We used to be a lot smaller.  Over the past fifty years, the average height of American men has grown from 5’8” to 5’9.5”; women are an inch taller, now standing proud at 5’4”.

A walk in the park. Photo by: eclaire

Our body mass index has increased, as well, meaning we weigh more for our height, a huge twenty-five pounds more.

We are also smarter, although not that much smarter or we wouldn’t be eating ourselves into an early grave.

Feet have gotten bigger, too, irregardless of our falling arches and splayed toes.

Consider this:  One hundred years ago, the average woman’s shoe size ranged from 3.5 to 4.  By the 1940s, it was 5.5.  By the 1970s it had jumped to 7.5, and the following decade to 8 or 8.5.  Today it’s a 9, which means as many women need a 10, 11, or 12 as a 6, 7, or 8.

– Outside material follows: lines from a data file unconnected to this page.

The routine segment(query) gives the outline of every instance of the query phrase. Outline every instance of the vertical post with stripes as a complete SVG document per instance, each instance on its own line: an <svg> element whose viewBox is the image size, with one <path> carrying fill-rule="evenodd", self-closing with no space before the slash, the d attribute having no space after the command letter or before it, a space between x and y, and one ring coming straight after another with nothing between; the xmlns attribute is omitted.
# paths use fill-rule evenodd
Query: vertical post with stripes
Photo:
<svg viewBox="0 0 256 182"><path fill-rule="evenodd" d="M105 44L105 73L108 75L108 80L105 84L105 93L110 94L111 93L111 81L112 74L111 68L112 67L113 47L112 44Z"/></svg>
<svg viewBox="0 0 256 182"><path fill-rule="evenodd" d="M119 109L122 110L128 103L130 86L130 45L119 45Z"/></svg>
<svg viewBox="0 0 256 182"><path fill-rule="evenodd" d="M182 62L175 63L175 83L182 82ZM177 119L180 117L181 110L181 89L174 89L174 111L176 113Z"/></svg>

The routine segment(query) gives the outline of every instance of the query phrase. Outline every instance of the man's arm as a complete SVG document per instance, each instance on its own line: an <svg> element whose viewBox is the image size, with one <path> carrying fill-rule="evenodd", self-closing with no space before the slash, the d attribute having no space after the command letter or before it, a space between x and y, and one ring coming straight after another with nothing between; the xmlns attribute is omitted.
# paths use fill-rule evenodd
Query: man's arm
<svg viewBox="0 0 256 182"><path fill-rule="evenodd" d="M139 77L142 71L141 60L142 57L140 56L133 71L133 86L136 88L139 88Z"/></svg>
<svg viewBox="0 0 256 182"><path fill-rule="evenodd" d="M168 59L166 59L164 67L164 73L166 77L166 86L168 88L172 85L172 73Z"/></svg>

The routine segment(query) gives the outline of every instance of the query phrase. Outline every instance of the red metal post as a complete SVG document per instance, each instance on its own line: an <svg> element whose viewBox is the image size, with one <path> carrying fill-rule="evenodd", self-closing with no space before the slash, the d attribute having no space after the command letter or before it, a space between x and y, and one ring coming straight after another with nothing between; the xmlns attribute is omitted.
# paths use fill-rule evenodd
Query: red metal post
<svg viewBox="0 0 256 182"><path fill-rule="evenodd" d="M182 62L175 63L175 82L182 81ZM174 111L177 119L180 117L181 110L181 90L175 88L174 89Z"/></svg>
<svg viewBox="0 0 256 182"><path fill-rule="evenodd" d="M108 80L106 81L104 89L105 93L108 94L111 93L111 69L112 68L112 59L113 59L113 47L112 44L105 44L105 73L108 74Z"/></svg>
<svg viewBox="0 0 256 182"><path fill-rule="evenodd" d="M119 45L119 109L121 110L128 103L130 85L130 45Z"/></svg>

The average male shoe size is 10 to 10.5.  Yep, they’re larger, too.  For those who need sizes 14 to 20 there are plenty of places to shop on the Internet.

There are no recorded differences in shoe width.  Women generally are a “B”; men a “D.”

A day at the beach. Photo by: Chewy Chua

Our attitudes have changed, however, toward the shape of our feet.  Long, narrow ones were once considered aristocratic; short, stubby pairs were deemed lower class.  Women, in particular, who weren’t blessed in this area had to settle for ill-fitting, cheaper shoes.  Nothing else was available. Not so today.  Everyone can choose from a wide variety of styles, from the casual and comfy to the fashionable, if not practical.

And there are always flip flops for all shapes and sizes.  Sure they’re bad for us.  We turn our ankles inward when we walk and take smaller steps, creating unnecessary stress just to keep them from falling off.  But, oh, do they show off a French pedicure!

No matter how we treat our feet, we’re changing from head to toe.